Iran's stated claims on its own human rights and religious freedom record and Jabbari's trial came under deep scrutiny during the presentation of its report to the Universal Peer Review process on October 30 in Geneva.
Iran's Larijani said: "We tried and lobbied a lot to solicit forgiveness from relatives of victims. We unfortunately were not able."
Mohammad Mostafaei, Iranian human rights lawyer who was forced to flee the country for his own safety said, however, in a UN side event, "I was Reyhaneh Jabbari's lawyer. Mr. Larijani's statement is completely false.
"It is not true that she had a fair trial. Because the deceased in this case belonged to the intelligence services, the court treated the case differently, and gave undue weight to the prosecution.
"Key evidence in the case, and basic legal principles, were ignored."
The Iranian envoy cited a relative of the killed man saying "One reason was because of huge propaganda created in this case. In my last meeting with sons, I urged him to 'let not even others also not lose a beloved one; forgive.
"We had the intention to forgive, but because of the media blitz - they accused our father of forced rape - we cannot deal with this humiliation."
The present of the International Federation for Human Rights, Karim Lahidji told journalists, "The number of executions in Iran are increasing each year - 2013 was a record year with 700 executions and 2014 following the same worrying trend.
"This is especially troubling considering those facing death sentences are very often denied their basic rights to a fair trial."
The Iran report to the UN Universal Peer Review states, "Several ethnic, linguistic and religious minorities also live in Iran and enjoy equally the rights and privileges accorded to all Iranian citizens."
It also states a commitment to: "Protection of the rights and duties of women at national and international arenas."
Marina Nemat, who now lives in Canada, told a side event at the United Nations organized by UN Watch, "They tortured and raped me at the age of 16.
'FORCED TO CONVERT TO ISLAM'
"I am a Christian. I am from a Christian family. I grew up in Iran. They forced me to convert to Islam in prison. Is that respect freedom of religion?
She said Iran's denial of torture in prisons is a lie and Iran's report to the United Nations was a "work of fiction."
"I was tied to bare wooden bed and lashed my feet with steel cable with rubber casing yelling 'God is Great.'"
Nemat noted, "I just hope that there is someone here at the United Nations who would hold them accountable." Otherwise she said anyone can get away with anything.
She testified that many members of her family are from the Baha'i faith.
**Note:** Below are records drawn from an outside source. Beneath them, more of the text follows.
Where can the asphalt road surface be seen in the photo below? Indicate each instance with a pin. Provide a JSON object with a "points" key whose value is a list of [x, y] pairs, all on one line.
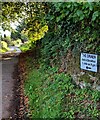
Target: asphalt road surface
{"points": [[9, 76]]}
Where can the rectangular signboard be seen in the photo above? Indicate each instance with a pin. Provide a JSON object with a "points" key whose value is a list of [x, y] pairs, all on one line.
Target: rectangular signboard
{"points": [[89, 62]]}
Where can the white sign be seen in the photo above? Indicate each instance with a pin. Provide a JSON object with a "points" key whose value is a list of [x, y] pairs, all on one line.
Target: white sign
{"points": [[89, 62]]}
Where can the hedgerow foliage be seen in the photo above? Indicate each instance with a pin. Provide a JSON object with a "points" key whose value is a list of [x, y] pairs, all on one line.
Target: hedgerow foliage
{"points": [[73, 26]]}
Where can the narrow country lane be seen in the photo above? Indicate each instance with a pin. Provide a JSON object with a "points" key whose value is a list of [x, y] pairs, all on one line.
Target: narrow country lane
{"points": [[9, 84]]}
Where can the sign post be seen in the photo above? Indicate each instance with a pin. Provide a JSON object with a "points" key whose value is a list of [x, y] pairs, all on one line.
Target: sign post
{"points": [[89, 62]]}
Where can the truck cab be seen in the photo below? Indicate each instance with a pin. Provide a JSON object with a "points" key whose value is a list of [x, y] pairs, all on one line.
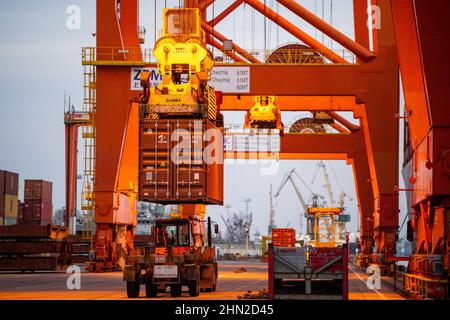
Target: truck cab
{"points": [[176, 257]]}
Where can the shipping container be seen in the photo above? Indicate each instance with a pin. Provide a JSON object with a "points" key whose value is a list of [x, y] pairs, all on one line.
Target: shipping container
{"points": [[10, 221], [10, 206], [38, 190], [180, 162], [283, 237], [11, 186]]}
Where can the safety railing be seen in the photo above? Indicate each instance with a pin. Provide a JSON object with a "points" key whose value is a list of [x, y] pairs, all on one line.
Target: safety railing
{"points": [[94, 55], [290, 56]]}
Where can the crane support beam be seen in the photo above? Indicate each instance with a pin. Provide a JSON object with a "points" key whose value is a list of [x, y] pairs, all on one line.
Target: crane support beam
{"points": [[298, 33], [294, 103], [210, 40], [71, 135], [423, 39], [210, 30], [225, 13], [361, 52]]}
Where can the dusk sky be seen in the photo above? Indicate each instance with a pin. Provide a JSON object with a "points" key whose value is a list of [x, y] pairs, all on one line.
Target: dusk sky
{"points": [[40, 59]]}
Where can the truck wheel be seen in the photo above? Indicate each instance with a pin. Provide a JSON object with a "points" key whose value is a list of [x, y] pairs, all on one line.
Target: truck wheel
{"points": [[151, 290], [175, 290], [194, 288], [133, 288]]}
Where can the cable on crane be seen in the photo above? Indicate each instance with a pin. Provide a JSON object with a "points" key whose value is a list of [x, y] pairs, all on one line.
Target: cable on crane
{"points": [[278, 27], [253, 30]]}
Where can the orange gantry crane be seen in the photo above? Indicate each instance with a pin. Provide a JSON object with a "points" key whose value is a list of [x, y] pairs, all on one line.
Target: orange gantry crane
{"points": [[412, 36]]}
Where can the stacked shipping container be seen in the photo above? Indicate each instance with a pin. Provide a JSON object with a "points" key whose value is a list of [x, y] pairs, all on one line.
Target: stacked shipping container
{"points": [[9, 200], [37, 208]]}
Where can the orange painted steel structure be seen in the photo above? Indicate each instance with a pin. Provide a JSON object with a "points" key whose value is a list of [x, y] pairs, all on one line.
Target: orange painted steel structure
{"points": [[423, 38], [369, 89]]}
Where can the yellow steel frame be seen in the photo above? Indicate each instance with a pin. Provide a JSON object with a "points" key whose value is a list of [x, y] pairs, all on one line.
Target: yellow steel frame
{"points": [[88, 134]]}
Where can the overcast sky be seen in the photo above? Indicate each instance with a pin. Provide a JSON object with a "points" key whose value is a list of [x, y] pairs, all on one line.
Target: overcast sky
{"points": [[40, 61]]}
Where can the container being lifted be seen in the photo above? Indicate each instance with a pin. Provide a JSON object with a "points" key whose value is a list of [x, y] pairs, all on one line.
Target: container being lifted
{"points": [[179, 163]]}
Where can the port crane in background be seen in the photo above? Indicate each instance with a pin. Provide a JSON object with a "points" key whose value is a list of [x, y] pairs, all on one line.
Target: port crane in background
{"points": [[321, 165], [314, 199], [340, 221], [414, 37]]}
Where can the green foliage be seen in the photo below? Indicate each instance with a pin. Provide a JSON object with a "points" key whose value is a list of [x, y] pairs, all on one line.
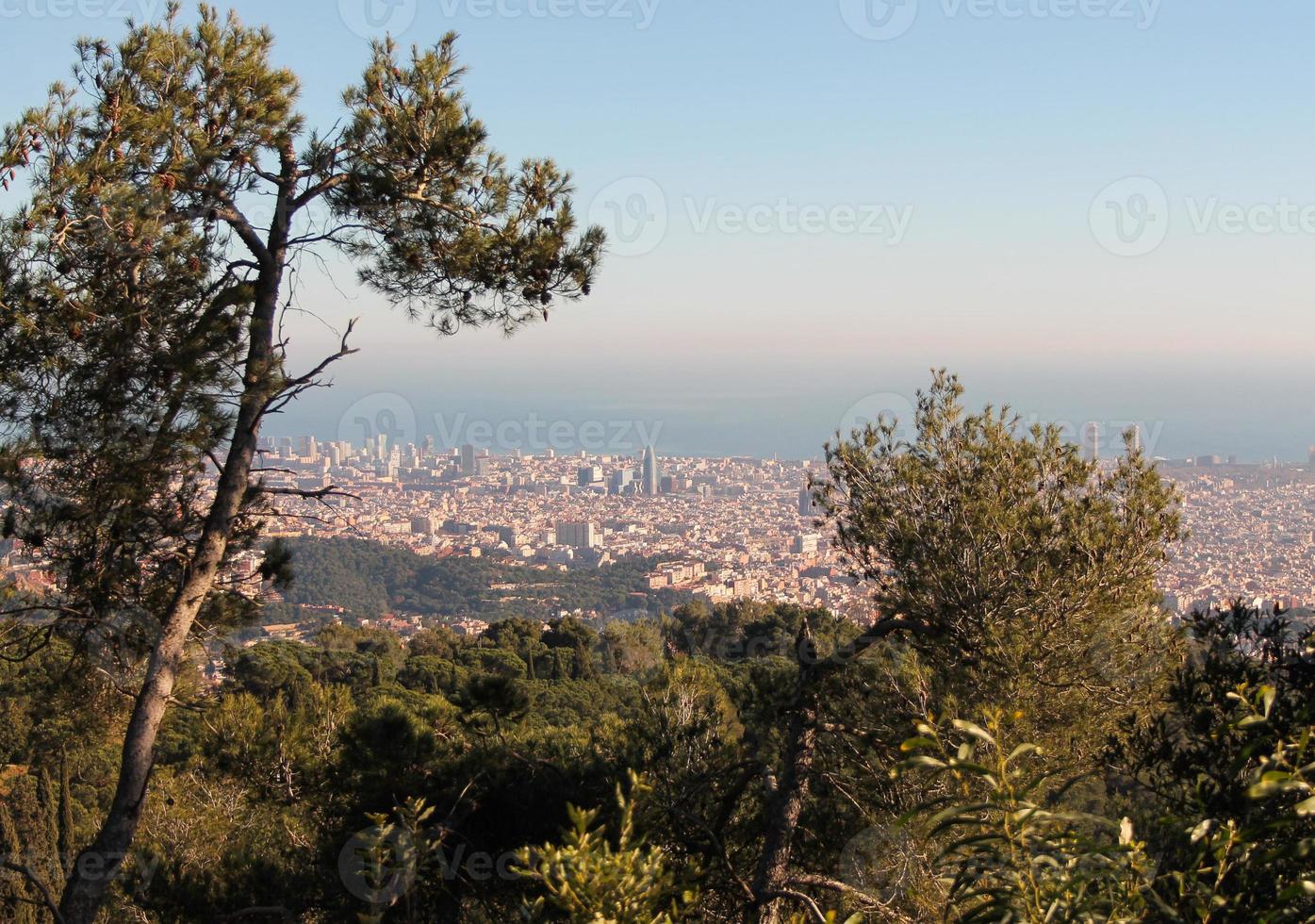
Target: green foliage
{"points": [[1218, 780], [1004, 553], [369, 580], [585, 878]]}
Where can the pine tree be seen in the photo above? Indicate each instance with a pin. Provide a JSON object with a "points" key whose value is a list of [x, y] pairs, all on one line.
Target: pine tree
{"points": [[15, 900], [142, 303]]}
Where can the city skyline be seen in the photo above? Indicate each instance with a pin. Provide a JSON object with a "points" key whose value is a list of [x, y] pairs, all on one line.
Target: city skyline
{"points": [[721, 289]]}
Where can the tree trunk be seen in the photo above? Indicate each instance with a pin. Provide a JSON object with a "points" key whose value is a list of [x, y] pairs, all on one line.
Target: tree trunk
{"points": [[786, 803], [97, 865]]}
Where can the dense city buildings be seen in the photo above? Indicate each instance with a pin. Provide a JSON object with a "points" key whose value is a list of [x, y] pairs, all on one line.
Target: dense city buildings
{"points": [[752, 524], [725, 529]]}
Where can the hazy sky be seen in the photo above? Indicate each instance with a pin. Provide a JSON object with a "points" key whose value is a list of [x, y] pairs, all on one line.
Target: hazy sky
{"points": [[1092, 209]]}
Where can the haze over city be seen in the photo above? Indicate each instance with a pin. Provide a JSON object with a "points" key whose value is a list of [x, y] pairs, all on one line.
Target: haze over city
{"points": [[806, 210]]}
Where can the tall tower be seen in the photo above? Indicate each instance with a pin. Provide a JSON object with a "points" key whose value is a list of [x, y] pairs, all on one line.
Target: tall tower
{"points": [[1092, 440], [649, 472], [808, 506]]}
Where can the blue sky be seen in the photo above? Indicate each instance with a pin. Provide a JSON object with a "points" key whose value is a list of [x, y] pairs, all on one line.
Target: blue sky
{"points": [[832, 206]]}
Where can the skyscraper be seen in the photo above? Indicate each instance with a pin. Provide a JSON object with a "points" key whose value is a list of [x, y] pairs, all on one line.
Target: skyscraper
{"points": [[808, 506], [649, 472]]}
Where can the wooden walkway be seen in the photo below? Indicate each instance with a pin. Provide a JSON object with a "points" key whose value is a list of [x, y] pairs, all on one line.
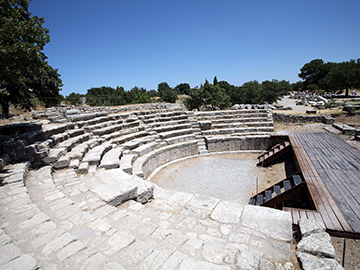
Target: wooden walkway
{"points": [[331, 169]]}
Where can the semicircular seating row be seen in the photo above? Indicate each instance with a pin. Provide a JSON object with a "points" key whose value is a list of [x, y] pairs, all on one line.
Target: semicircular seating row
{"points": [[66, 216], [131, 140]]}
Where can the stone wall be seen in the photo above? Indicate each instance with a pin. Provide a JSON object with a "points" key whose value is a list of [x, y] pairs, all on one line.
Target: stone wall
{"points": [[234, 143], [60, 113]]}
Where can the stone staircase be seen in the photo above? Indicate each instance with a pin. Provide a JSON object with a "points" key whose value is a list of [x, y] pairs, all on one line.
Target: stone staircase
{"points": [[90, 207], [274, 153], [279, 192]]}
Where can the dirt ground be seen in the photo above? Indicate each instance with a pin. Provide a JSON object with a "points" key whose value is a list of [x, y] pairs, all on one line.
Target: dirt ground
{"points": [[352, 250]]}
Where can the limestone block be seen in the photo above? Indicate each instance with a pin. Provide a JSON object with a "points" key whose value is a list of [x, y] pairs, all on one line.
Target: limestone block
{"points": [[201, 265], [310, 262], [83, 168], [308, 227], [248, 259], [111, 159], [75, 163], [257, 217], [63, 162], [214, 252], [317, 244], [54, 155], [200, 206], [94, 156], [25, 262], [227, 212]]}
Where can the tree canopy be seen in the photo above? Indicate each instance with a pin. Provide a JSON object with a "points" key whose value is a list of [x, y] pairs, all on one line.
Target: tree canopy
{"points": [[24, 72]]}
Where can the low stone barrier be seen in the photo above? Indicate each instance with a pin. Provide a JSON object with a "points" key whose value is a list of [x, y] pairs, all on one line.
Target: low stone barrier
{"points": [[296, 118], [146, 164], [235, 143]]}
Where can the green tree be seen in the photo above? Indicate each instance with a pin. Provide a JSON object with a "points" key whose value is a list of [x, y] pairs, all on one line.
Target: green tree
{"points": [[314, 73], [166, 93], [251, 92], [73, 99], [208, 95], [344, 75], [182, 89], [195, 99], [138, 95], [25, 75]]}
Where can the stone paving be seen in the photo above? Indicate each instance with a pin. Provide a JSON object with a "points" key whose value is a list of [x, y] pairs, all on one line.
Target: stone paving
{"points": [[60, 220]]}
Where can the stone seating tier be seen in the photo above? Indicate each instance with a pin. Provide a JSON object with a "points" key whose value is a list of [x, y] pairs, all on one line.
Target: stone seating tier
{"points": [[102, 119], [175, 133], [234, 143], [128, 136], [231, 124], [146, 164], [84, 117], [94, 156], [156, 124], [244, 130], [166, 128], [111, 159], [90, 128], [129, 145]]}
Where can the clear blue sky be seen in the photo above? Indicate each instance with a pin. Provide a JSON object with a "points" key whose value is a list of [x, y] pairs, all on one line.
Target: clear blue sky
{"points": [[143, 43]]}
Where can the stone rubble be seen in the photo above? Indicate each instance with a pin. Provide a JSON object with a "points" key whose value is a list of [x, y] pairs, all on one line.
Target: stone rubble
{"points": [[315, 250]]}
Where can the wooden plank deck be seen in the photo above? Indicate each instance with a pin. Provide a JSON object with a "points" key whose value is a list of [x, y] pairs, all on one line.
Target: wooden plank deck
{"points": [[331, 169]]}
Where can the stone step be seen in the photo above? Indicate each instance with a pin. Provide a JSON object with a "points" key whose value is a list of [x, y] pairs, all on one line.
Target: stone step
{"points": [[129, 145], [52, 129], [249, 131], [180, 139], [115, 187], [345, 129], [94, 156], [144, 149], [239, 120], [34, 231], [84, 117], [163, 129], [92, 128], [127, 162], [111, 159], [175, 133], [147, 163], [79, 151], [54, 155], [175, 230], [233, 124], [129, 136], [72, 142], [81, 230]]}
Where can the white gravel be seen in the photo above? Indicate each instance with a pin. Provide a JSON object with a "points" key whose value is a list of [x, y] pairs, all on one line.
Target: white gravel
{"points": [[230, 177]]}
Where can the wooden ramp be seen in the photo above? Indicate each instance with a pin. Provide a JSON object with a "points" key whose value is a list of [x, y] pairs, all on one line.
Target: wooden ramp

"Many members of the Baha'i faith are in jail as well as Christians," said Nemat.
Diane Ala'i of the Baha'i International Community testified at another side event at the UN in Geneva.
"In 2010, the government of Iran accepted a number of recommendations that would, if implemented, improve the situation of Baha'is, "But during the last four years, none have been acted upon."
She said, "Baha'is are blatantly discriminated against in employment and education, proving that they do not enjoy all the rights of citizenship.
"Baha'is are not allowed to work in the public sector at all, and in the private sector there are a lot of restrictions imposed upon them," said Ala'i.
And in education, she said, "Baha'i youth are not allowed to study in Iranian universities – as soon as they are identified as Baha'is, they are expelled."
Sholeh Zamini of Sudwind, an Austrian based NGO, who focused on women's rights in Iran also spoke at the same hearing.
"The reality of Iran on the issue of women is totally different than what is written in their report," said Zamini. She cited a recent UNDP report that ranked Iran 128 out of 187 countries on a "Gender Development Index."
Zamini said in a number of areas such as health, education, employment, and social welfare, Iranian women are not treated equally with men.
"The laws for women are different than laws for men," she said.